そうだ、この女性は龍神の神子として一つの世界を救った方なのだ。
頼久は胸の内でその事実を再認識した。
「こんなこと、身分が違うとか、手が届かないとか、そういうこと、今も考えてたりするんですか?」
あかねの顔は必死で、その瞳は涙で濡れているのに力強い光に満ちていて…
「京にいた頃は考えていました。龍神の神子と武士、どのようなことがあろうと釣り合わぬと思ってもおりました。ですが、今はそのようなことは考えておりません。ご安心下さい。それは京にいた頃のことを思って書いただけですので。」
あかねは静かにテーブルの上へ紙の束を置いた。
「この世界に来て、身分というものが存在しない世界が本当にあるのだとわかりました。あなたが京で語ってくださった世界です。その世界に自分もあなたと共にいるのだと今はちゃんとわかっています。」
「……。」
ここまで頼久が語ってもあかねの頬を伝う涙は止まらない。
あかねは懸命に涙をぬぐいながらも泣くことをやめられないようで、頼久はそんなあかねの隣に座って涙をぬぐい続ける手をとった。
「神子殿がそれほど悲しまれるのなら、物語の終わり方を変えてしまいましょう。」
「はい?」
「もっと幸せな、報われる物語に変えることにします。」
目を見開いて驚くあかねに頼久は優しく微笑みかける。
「でも、いいんですか?そんなことして。」
「締め切りまでまだ間がありますから大丈夫です。」
そう言う頼久の笑顔にはやっぱり余裕があって、あかねはほっと安堵のため息をついた。
本当に頼久が京にいた頃のように考えているわけじゃないのだとわかる笑顔だったから。
だからあかねも安心して微笑みながら上げた視線の先には端正な頼久の顔があって…
よくよく状況を把握してみると、自分の両手は頼久にしっかりと握られていて…
あかねは急速に顔を真っ赤にして、慌てて頼久の手を振り払うと飛び上がるように立ち上がった。

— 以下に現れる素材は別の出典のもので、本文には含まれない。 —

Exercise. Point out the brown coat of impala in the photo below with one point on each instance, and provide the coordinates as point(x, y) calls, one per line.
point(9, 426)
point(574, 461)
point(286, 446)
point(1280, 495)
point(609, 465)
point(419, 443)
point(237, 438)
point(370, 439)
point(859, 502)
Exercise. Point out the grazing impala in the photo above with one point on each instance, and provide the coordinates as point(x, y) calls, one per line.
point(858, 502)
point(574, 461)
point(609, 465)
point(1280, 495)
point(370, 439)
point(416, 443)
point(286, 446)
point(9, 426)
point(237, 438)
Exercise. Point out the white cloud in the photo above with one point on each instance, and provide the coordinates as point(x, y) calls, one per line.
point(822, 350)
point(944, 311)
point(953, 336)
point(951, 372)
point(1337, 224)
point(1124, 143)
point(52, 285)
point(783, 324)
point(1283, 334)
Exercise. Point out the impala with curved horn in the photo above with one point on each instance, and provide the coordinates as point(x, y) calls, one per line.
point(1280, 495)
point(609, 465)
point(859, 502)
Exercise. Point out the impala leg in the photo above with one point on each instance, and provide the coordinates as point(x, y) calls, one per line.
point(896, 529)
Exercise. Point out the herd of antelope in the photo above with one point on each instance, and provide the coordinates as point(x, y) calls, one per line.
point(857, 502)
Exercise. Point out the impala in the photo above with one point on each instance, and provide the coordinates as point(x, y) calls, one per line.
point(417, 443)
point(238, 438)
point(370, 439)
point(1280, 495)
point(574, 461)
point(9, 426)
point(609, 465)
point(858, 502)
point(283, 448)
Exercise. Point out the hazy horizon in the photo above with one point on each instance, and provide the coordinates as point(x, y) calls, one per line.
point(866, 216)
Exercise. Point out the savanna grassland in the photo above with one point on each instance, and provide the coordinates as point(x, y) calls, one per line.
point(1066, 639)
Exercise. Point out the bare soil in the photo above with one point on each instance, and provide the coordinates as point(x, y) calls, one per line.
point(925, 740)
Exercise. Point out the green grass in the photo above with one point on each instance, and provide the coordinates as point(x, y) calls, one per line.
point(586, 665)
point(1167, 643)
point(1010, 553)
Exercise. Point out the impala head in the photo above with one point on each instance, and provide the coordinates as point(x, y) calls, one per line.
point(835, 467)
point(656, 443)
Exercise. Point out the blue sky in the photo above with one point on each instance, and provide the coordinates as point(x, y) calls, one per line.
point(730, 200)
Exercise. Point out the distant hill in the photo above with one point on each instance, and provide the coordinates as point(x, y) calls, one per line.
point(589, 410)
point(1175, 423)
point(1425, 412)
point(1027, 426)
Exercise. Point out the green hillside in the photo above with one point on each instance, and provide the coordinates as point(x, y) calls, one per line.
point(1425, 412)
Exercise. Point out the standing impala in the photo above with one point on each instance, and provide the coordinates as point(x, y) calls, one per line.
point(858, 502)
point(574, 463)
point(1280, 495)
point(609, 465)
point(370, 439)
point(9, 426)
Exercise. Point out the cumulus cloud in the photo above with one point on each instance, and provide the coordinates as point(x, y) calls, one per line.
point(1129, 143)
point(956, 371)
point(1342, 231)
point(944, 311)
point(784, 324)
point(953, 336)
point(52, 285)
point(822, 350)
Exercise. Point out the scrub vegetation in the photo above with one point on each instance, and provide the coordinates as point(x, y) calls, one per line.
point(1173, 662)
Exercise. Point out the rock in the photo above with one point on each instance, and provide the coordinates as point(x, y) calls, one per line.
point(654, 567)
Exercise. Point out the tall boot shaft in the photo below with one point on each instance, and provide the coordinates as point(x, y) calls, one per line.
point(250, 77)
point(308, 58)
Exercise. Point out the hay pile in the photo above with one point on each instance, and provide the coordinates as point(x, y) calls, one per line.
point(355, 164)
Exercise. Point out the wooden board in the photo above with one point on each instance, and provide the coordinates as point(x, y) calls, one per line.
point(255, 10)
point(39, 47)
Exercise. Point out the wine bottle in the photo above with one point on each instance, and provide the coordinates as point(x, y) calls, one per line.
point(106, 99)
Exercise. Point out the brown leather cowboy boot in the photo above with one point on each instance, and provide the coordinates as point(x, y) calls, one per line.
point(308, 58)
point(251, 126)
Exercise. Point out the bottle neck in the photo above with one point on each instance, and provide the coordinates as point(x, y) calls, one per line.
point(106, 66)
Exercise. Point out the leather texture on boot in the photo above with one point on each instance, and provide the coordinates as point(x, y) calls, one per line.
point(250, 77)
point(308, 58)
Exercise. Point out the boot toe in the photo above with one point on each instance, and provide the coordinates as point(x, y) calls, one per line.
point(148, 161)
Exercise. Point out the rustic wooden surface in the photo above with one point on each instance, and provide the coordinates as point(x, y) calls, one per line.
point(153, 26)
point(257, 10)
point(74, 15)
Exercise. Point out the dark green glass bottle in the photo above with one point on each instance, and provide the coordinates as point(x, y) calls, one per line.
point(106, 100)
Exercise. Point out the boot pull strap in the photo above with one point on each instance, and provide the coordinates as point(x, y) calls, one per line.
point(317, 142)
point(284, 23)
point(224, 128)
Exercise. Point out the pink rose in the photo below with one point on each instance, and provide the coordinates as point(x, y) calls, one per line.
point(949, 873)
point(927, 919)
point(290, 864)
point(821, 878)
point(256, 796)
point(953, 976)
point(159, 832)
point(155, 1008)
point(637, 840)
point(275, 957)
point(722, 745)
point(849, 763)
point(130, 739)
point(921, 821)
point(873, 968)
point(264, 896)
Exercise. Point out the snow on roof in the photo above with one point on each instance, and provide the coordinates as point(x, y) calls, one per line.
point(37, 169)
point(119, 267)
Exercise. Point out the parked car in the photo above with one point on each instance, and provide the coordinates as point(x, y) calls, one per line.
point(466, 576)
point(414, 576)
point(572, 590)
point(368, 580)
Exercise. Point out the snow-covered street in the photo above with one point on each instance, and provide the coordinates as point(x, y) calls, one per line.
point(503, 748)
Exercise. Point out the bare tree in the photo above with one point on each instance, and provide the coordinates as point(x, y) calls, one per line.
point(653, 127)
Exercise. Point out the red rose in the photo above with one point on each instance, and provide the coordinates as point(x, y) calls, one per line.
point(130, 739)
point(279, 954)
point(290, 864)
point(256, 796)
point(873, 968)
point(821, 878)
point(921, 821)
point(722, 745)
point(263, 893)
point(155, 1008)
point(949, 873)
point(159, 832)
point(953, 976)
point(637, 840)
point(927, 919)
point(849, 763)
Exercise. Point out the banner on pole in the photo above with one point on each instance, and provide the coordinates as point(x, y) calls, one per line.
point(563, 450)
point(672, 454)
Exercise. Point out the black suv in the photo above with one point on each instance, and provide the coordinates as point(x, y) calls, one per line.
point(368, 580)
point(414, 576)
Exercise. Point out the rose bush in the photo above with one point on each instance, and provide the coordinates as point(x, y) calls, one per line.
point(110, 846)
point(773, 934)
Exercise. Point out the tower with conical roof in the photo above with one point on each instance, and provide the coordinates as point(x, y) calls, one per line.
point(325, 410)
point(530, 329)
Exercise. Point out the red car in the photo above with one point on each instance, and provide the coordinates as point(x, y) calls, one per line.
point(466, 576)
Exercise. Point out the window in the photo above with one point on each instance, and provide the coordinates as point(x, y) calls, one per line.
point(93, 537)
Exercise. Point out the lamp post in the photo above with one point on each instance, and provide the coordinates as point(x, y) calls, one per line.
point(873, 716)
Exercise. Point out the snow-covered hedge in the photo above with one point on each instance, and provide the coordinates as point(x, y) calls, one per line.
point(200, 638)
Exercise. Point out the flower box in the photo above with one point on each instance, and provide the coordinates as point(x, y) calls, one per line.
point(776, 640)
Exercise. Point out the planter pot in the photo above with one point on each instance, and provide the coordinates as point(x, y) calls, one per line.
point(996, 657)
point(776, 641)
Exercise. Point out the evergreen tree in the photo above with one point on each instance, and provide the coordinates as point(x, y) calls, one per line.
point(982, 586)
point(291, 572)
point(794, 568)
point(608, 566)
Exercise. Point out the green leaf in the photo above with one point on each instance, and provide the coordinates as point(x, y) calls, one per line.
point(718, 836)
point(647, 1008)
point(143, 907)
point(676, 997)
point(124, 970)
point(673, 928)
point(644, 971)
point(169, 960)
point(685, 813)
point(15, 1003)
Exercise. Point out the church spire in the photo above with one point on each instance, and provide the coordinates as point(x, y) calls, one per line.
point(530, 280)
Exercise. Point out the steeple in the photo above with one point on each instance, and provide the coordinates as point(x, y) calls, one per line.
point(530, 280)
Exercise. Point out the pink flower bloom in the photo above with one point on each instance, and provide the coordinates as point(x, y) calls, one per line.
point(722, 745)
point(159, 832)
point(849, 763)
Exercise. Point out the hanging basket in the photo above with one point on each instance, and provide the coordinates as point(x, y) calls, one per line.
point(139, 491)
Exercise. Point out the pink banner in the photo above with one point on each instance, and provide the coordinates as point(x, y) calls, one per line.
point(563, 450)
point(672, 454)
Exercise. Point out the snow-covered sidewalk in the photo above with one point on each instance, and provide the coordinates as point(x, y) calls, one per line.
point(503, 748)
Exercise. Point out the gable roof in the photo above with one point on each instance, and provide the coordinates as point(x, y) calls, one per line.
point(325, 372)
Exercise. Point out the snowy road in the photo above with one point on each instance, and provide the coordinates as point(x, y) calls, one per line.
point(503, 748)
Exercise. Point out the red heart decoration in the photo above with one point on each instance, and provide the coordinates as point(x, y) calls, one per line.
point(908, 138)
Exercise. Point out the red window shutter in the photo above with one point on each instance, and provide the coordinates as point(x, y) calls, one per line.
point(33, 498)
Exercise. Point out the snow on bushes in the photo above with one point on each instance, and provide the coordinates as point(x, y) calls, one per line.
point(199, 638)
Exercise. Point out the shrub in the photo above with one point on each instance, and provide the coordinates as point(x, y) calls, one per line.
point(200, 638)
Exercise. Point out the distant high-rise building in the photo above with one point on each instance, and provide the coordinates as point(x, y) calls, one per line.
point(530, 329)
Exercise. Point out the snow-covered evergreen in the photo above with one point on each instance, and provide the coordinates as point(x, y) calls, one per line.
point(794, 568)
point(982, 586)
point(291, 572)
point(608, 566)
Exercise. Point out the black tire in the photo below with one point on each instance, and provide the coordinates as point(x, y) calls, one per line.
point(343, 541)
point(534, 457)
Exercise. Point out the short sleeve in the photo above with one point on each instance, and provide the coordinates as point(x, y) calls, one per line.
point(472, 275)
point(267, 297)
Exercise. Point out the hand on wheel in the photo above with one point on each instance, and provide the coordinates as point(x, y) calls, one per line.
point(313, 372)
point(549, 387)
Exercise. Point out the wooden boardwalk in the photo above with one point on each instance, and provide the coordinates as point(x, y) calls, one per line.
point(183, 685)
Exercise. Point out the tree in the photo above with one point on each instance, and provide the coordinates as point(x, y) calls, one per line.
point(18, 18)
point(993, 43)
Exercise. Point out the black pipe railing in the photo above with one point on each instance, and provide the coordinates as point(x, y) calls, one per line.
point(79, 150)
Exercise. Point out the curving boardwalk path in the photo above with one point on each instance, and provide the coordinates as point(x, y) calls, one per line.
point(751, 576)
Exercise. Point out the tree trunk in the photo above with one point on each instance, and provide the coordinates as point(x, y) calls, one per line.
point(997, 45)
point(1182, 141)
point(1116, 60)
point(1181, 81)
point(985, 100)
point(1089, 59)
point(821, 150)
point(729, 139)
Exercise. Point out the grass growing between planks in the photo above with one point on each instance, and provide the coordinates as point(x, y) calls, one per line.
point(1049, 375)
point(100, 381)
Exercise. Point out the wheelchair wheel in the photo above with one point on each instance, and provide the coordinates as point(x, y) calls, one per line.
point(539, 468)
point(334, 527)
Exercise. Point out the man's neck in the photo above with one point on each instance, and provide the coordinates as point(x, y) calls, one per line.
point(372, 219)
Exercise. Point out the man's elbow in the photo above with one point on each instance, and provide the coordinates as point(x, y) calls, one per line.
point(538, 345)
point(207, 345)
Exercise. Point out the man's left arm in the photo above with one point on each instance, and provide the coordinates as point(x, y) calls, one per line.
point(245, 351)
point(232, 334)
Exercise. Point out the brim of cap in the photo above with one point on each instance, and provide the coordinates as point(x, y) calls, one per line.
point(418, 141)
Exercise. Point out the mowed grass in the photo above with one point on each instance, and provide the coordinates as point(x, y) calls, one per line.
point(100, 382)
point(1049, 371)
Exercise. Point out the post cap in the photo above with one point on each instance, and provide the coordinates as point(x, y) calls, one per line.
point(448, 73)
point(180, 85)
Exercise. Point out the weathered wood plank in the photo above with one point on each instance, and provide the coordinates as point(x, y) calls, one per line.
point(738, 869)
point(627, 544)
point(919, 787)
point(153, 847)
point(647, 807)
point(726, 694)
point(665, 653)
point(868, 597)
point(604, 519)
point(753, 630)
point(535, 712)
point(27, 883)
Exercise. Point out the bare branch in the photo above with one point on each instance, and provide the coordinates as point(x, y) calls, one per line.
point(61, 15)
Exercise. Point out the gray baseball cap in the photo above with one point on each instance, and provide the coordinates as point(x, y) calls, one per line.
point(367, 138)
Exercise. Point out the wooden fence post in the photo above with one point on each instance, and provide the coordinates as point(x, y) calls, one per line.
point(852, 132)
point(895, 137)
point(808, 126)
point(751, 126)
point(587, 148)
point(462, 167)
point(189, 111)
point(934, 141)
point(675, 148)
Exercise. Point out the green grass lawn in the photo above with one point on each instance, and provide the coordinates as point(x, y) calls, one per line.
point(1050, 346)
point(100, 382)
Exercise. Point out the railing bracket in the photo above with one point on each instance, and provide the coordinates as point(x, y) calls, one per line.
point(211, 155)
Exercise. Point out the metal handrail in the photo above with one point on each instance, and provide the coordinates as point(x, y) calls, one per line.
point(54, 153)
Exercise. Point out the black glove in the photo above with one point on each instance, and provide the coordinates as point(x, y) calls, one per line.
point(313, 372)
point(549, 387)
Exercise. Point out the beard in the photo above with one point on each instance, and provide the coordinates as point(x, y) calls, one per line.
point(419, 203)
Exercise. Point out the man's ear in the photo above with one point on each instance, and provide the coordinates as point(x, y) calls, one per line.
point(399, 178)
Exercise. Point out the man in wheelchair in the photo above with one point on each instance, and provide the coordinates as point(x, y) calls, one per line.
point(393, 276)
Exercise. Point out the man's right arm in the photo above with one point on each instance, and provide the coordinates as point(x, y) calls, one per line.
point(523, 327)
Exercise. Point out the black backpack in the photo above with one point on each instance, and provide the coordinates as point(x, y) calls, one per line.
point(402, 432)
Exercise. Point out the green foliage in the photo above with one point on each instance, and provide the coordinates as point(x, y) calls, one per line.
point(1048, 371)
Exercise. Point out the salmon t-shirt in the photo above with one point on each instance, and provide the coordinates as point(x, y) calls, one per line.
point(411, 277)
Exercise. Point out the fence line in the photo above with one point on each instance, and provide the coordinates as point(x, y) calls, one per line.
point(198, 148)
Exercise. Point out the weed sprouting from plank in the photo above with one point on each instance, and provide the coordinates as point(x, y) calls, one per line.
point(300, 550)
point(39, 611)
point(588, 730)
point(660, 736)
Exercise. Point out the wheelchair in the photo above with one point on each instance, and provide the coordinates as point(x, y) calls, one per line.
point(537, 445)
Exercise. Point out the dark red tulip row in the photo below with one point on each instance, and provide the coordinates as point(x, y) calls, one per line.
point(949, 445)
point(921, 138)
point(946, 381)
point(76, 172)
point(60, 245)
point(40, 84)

「えっと、あの……お昼ご飯作りますねっ!おなか空いてきちゃった!」
慌ててキッチンへと走っていくあかねを見送って、頼久はテーブルの上の紙の束を手に書斎へ向かった。
神子殿が料理を終えられるまでにラストシーンを書き換えてしまおう。
そして神子殿がお帰りになるまでに新しい物語の結末を読んで安堵して頂こう。
頼久は新しい物語の結末を読み終えた時に見せるであろうあかねの笑顔を想像しながら、書斎の扉を開けた。